Marcin Tomaszewski abbandona la spedizione sul Jannu East

Qualche giorno fa avevamo annunciato un nuovo tentativo di conquista della vetta del Jannu East, una delle cime himalayane ancora inviolate in Nepal, con protagonista il team russo-polacco composto da Marcin Tomaszewski, Sergej Nilov e Dmitry Golovchenko.

Nella giornata di domenica il polacco Tomaszewski ha reso nota sulla sua pagina Facebook la sua decisione di abbandonare la spedizione.

A causa delle difficoltà dovute alla neve, l’itinerario alternativo al Selele Pass ha portato i tre alpinisti a percorrere 100 km di trekking, impiegando diversi giorni per raggiungere il campo base posizionato a 4700 metri. Un tempo sottratto alla fase di acclimatazione, che dunque è stata pianificata direttamente sulla montagna.

Altri problemi sono stati rappresentati dal tardato arrivo dell’equipaggiamento a campo base nonché ad un errore da parte di uno sherpa che, avendo utilizzato un carburante sbagliato per il generatore ha portato ad un black out con impossibilità di comunicare via satellite. Come se non bastasse l’Agenzia cui hanno fatto riferimento si è trovata sguarnita di portatori locali, necessitando quindi di richiamarne alcuni dalla Khumbu Valley, nella regione dell’Everest. Portatori eccezionali, come li definisce Marcin, in grado di portare a monte 60 chili ciascuno con ai piedi calzature non certo idonee alla profondità della neve presente lungo il percorso di avvicinamento al campo base. Cinque dei portatori hanno però iniziato a soffrire di cecità da neve e sono stati costretti a tornare indietro.
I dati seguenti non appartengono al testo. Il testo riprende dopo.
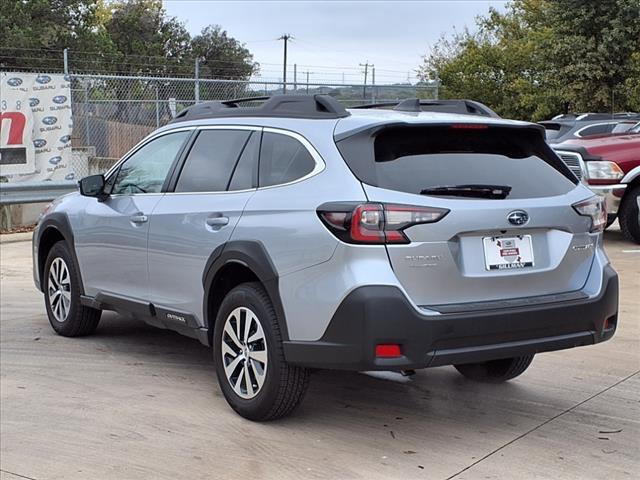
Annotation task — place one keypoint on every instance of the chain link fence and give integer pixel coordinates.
(112, 113)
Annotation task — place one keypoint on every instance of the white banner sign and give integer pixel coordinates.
(35, 127)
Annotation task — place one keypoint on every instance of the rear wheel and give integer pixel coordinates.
(496, 371)
(253, 375)
(67, 315)
(628, 215)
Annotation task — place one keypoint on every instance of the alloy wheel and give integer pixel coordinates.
(244, 352)
(59, 289)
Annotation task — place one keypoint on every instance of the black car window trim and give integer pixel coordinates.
(180, 165)
(112, 173)
(319, 162)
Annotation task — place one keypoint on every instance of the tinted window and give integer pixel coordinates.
(211, 160)
(246, 172)
(596, 129)
(283, 159)
(418, 158)
(146, 170)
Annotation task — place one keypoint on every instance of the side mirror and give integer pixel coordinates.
(93, 186)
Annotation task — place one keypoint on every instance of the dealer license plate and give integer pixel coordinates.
(507, 253)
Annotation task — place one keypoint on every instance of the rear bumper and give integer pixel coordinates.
(373, 315)
(612, 195)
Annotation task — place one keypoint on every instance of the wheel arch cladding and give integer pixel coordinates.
(54, 228)
(230, 265)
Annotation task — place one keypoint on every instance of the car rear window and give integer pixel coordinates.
(413, 159)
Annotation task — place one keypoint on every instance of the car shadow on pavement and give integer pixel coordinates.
(334, 396)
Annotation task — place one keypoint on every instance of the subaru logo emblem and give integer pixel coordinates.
(518, 217)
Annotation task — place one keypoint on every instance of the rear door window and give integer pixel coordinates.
(414, 159)
(283, 159)
(211, 160)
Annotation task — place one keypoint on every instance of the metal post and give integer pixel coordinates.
(373, 83)
(364, 86)
(286, 37)
(87, 136)
(157, 108)
(197, 83)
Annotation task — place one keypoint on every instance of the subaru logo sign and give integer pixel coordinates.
(518, 217)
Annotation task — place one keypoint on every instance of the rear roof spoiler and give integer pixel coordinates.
(464, 107)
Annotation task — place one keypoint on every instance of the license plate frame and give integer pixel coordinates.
(508, 252)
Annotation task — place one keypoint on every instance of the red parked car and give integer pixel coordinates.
(610, 165)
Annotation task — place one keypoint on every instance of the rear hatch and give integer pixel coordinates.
(511, 231)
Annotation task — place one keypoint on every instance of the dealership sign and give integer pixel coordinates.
(35, 127)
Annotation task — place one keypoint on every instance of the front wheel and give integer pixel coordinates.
(496, 371)
(253, 375)
(67, 315)
(629, 215)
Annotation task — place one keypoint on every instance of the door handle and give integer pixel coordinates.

Sfiduciato da tutte queste dinamiche e considerando di dover affrontate le difficoltà-chiave della salita del Jannu, concentrate tra i 6800 metri e la vetta, senza una corretta acclimatazione, Tomaszewski ha dichiarato di voler abbandonare l’impresa.

Ci sono linee di sicurezza che mi ritengo incapace di oltrepassare e pertanto la mia decisione personale è stata di ritirarmi”.
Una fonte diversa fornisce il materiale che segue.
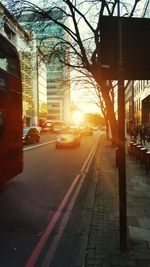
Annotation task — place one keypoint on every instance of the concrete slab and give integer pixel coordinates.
(144, 222)
(139, 234)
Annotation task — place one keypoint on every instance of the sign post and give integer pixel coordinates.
(121, 141)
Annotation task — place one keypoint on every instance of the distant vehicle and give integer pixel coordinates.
(86, 131)
(89, 131)
(31, 135)
(69, 137)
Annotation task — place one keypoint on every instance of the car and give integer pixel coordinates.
(31, 135)
(69, 137)
(86, 131)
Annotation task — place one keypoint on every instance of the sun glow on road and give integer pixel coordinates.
(77, 117)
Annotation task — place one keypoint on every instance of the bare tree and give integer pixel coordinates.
(81, 21)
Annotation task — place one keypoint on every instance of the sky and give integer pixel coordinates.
(80, 97)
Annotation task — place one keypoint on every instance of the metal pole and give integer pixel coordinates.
(121, 142)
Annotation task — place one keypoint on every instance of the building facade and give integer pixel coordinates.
(26, 47)
(58, 75)
(138, 103)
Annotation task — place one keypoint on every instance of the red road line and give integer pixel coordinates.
(38, 248)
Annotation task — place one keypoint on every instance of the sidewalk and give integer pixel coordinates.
(103, 245)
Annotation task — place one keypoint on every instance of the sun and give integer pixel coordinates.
(77, 117)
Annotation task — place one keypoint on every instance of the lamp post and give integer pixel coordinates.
(121, 141)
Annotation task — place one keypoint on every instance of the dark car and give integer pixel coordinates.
(31, 135)
(69, 137)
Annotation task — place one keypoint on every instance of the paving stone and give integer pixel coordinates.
(144, 222)
(139, 234)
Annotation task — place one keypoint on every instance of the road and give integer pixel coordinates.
(32, 203)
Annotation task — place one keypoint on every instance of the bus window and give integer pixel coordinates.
(3, 83)
(1, 123)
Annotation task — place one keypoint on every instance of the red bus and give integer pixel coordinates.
(11, 152)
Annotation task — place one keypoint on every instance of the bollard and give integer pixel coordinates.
(116, 149)
(147, 161)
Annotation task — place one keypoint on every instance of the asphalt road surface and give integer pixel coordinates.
(33, 203)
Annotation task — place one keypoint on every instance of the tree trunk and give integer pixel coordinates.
(109, 105)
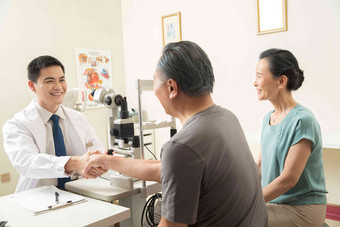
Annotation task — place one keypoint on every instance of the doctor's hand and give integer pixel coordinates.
(77, 163)
(97, 161)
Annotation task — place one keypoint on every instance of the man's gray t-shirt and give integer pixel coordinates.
(209, 177)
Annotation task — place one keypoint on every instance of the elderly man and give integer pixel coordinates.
(208, 175)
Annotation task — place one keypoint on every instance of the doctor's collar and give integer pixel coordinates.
(46, 115)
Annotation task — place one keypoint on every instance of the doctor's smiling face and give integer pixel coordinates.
(50, 87)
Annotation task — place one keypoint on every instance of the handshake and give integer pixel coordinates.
(90, 165)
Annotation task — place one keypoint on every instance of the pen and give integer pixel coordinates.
(58, 206)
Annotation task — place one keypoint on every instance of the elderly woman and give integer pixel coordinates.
(290, 162)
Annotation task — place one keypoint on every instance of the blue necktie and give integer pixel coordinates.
(59, 146)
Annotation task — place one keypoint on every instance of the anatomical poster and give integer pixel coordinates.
(93, 71)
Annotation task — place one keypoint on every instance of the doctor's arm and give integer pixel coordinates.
(149, 170)
(25, 156)
(295, 163)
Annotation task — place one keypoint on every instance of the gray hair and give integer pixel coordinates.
(187, 64)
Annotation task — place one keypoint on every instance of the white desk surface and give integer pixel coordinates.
(100, 188)
(89, 213)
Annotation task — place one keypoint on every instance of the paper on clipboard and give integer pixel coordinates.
(43, 198)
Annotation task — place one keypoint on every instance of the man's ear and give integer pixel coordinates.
(31, 85)
(282, 82)
(172, 88)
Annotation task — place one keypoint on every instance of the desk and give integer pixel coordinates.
(92, 212)
(101, 189)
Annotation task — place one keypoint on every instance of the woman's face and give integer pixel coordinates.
(265, 84)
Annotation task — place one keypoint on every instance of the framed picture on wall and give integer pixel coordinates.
(171, 28)
(271, 16)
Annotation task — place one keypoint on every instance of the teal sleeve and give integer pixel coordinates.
(305, 129)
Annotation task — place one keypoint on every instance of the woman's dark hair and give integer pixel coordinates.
(34, 67)
(187, 64)
(283, 62)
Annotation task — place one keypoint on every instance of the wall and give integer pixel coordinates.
(39, 27)
(226, 30)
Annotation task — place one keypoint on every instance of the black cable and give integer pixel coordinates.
(150, 152)
(149, 210)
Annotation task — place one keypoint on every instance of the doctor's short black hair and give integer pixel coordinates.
(34, 67)
(187, 64)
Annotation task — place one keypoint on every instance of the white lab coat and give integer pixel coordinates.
(25, 145)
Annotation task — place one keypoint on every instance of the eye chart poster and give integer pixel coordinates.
(93, 71)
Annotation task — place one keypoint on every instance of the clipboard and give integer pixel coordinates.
(42, 199)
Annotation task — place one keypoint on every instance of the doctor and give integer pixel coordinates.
(42, 150)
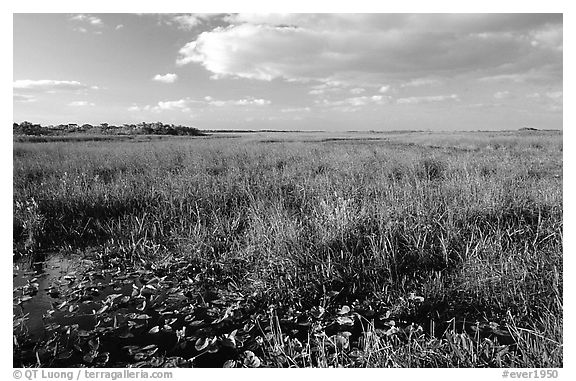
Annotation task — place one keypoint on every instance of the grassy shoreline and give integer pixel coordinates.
(385, 240)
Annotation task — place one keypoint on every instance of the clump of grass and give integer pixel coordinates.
(310, 225)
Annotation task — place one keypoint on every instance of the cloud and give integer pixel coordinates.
(428, 99)
(85, 23)
(185, 104)
(23, 98)
(366, 48)
(181, 104)
(191, 21)
(296, 109)
(80, 104)
(384, 89)
(49, 85)
(417, 82)
(240, 102)
(166, 78)
(357, 101)
(502, 94)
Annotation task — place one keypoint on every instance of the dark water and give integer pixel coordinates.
(63, 294)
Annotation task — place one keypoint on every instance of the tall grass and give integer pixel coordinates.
(477, 233)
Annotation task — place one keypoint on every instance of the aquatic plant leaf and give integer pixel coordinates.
(345, 320)
(201, 343)
(94, 344)
(344, 310)
(251, 360)
(141, 306)
(317, 312)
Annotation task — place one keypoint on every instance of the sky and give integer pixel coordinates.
(291, 71)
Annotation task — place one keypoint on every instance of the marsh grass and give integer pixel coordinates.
(476, 232)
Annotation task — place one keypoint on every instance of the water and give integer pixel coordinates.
(63, 302)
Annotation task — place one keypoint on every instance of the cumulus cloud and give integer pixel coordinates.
(80, 104)
(190, 21)
(85, 23)
(296, 109)
(365, 48)
(428, 99)
(166, 78)
(357, 90)
(502, 94)
(49, 85)
(417, 82)
(23, 98)
(384, 89)
(185, 104)
(357, 101)
(240, 102)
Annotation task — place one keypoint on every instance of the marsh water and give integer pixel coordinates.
(67, 312)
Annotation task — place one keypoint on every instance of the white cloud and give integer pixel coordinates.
(428, 99)
(296, 109)
(80, 104)
(384, 89)
(240, 102)
(502, 94)
(23, 98)
(357, 101)
(166, 78)
(181, 105)
(190, 21)
(86, 23)
(367, 48)
(555, 94)
(49, 85)
(417, 82)
(185, 104)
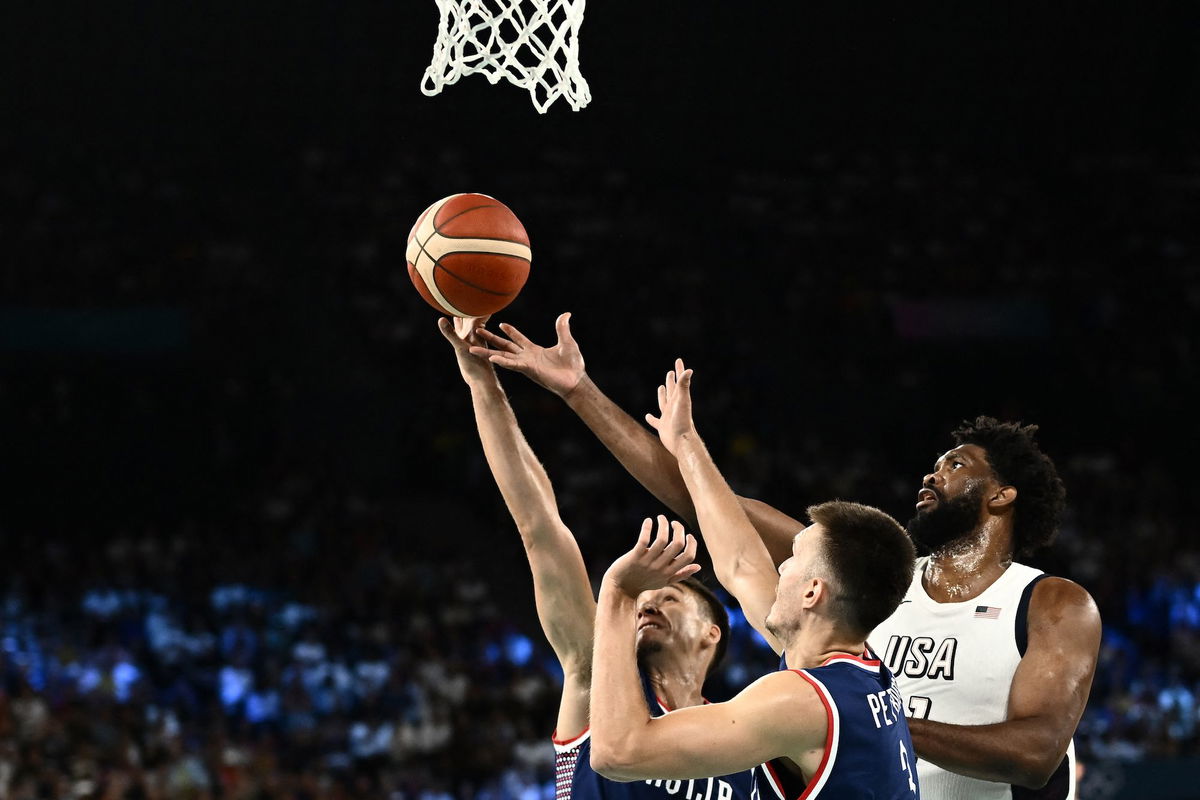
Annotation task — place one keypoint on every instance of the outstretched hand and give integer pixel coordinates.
(463, 334)
(558, 368)
(675, 408)
(655, 564)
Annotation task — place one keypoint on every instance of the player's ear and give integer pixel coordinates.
(815, 590)
(1002, 498)
(713, 635)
Prima di abbandonare la spedizione, Marcin insieme ai due russi racconta di aver fissato delle corde fisse per circa 300 metri su una parete rocciosa, per posizionare le quali è stato necessario seguire una “via indiretta con molti traversi su roccia fragile”. Nella parte superiore hanno dovuto affrontare un ampio camino caratterizzato da roccia ricoperta da ghiaccio, in cima al quale hanno incontrato un plateau di “incerta lunghezza” oltre cui inizia la parete Sud Est del Jannu.

Dmitry and Sergej hanno invece deciso di proseguire, nonostante gli alti rischi.
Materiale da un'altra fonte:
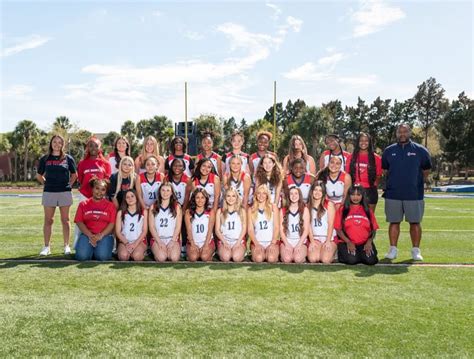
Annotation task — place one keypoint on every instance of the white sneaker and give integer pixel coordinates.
(416, 254)
(392, 253)
(45, 251)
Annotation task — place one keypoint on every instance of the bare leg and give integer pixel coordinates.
(48, 224)
(328, 251)
(314, 251)
(415, 234)
(272, 253)
(300, 253)
(286, 253)
(238, 252)
(394, 233)
(65, 223)
(174, 251)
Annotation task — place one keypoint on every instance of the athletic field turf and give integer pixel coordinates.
(58, 308)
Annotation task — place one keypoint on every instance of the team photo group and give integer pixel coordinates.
(292, 209)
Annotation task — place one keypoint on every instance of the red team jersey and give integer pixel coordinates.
(150, 188)
(179, 187)
(95, 215)
(361, 169)
(304, 185)
(89, 168)
(356, 225)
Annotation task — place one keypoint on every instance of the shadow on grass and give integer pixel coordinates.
(215, 265)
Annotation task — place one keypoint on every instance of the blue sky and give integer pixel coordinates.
(101, 63)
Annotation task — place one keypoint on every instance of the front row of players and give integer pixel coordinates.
(295, 233)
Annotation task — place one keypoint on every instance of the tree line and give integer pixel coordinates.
(445, 127)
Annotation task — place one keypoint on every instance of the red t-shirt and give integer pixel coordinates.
(362, 169)
(96, 215)
(356, 224)
(88, 168)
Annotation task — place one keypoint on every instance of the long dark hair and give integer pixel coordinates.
(197, 171)
(356, 188)
(117, 154)
(301, 206)
(124, 204)
(320, 210)
(192, 201)
(355, 159)
(159, 200)
(62, 154)
(173, 142)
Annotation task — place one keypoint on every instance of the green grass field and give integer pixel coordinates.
(57, 308)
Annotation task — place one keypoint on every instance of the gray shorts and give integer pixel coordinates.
(412, 210)
(57, 199)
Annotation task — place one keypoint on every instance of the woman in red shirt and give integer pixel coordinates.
(356, 225)
(365, 167)
(95, 217)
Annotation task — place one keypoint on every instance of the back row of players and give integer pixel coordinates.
(288, 211)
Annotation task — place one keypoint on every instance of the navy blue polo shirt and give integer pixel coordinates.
(405, 165)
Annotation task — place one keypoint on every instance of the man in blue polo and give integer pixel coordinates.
(406, 165)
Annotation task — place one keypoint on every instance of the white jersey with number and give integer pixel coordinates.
(335, 189)
(231, 228)
(320, 226)
(293, 232)
(200, 226)
(165, 224)
(150, 188)
(263, 229)
(132, 226)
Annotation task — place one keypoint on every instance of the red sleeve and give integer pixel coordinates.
(79, 213)
(338, 219)
(375, 225)
(113, 213)
(348, 163)
(378, 165)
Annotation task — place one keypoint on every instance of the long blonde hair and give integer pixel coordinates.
(156, 149)
(133, 175)
(268, 210)
(237, 206)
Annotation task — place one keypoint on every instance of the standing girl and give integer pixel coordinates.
(336, 180)
(231, 228)
(131, 228)
(321, 231)
(205, 179)
(207, 145)
(121, 149)
(334, 150)
(165, 225)
(263, 227)
(299, 178)
(150, 182)
(150, 148)
(123, 180)
(294, 228)
(95, 218)
(178, 151)
(298, 150)
(365, 168)
(263, 142)
(356, 226)
(238, 179)
(57, 172)
(200, 225)
(269, 173)
(237, 142)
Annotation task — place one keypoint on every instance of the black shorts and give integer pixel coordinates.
(372, 195)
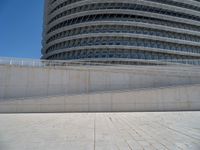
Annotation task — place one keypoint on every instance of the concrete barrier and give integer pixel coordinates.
(154, 99)
(19, 82)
Ognuno sa che arrampicare a questi livelli equivale a saper gestire bene il rischio e avendo visto all’opera questo team di alpinisti estremamente forte e competente, credo che saranno in grado di farcela. Ogni discussione e decisione è stata presa in amicizia e in un’atmosfera di comprensione. Ho dato loro tutto il mio supporto e terrò le dita incrociate perché riescano a completare con successo la salita e ritornare sani e salvi al campo base”, ha aggiunto il polacco.

Il post di addio alla spedizione si conclude con un pensiero a Daniele Nardi e Tom Ballard, in particolare a quest’ultimo, col quale Tomaszewski ha condiviso indimenticabili avventure in parete.

Ho ricevuto informazioni in merito al tentativo di soccorso e la notizia che Tom Ballard e Daniele Nardi si presume siano morti sul Nanga Parbat. Invio le mie più sentite condoglianze alle famiglie e mi unisco al loro dolore, alla sorella, al padre e alla fidanzata di Tom col quale ho trascorso del tempo in Patagonia. Tom era un  uomo fantastico e silenzioso nonché mio compagno di arrampicata col quale avevo programmato la mia prossima spedizione in India quest’anno. Insieme abbiamo aperto nuove vie come Dirty Harry in Dolomiti, Titanic sulla parete nord dell’Eiger in Svizzera. Ultimamente ho riflettuto sulle nostre salite insieme e mi sono ricordato di quanto siano state speciali. Riposa in pace Tom”.